Mark Yockey,  Artisan International (ARTIX)
2013 R
eturn: 25.2%
Morningstar Category Rank (Percentile): 10
Yockey is the fourth of this year's five nominees to have collected this award before. His award came earlier than the others, and in a vastly different market climate: 1998. Unlike the value-oriented Samra and O'Keefe--whose team, though also under the Artisan umbrella, is completely separate--Yockey uses a growth-oriented approach. That paid off in the late 1990s when growth was king. But Yockey's growth style is moderate, and he has flourished in many different environments.

In fact, Artisan International landed in the 3rd percentile of its category in 2011 when the MSCI EAFE Index finished deep in negative territory, and then followed that down-market performance with impressive showings in the sharp rallies of both 2012 and 2013. This past year, the fund had a big overweighting in consumer defensive stocks, and with cautious optimism about global growth a key theme for investors, those stocks generally were not the market's favorites.

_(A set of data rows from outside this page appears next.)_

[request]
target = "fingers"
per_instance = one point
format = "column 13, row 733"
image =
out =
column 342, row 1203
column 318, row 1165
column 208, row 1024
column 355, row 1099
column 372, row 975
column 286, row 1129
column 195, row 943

Indeed, some top-10 holdings in this group, such as Unilever and Nestle, posted only meager gains. But big returns from other picks in a disparate array of sectors, such as top holding  Baidu (BIDU), Deutsche Post, and  Toyota Motor (TM), took up the slack.

*The Dodge & Cox International Investment Policy Committee consists of: Richard Callister, Bryan Cameron, Mario DiPrisco, John Gunn, Keiko Horkan, Roger Kuo, Charles Pohl, Gregory Serrurier, and Diana Strandberg.

**The Causeway team also includes James Doyle, Kevin Durkin, Jonathan Eng, and Conor Muldoon.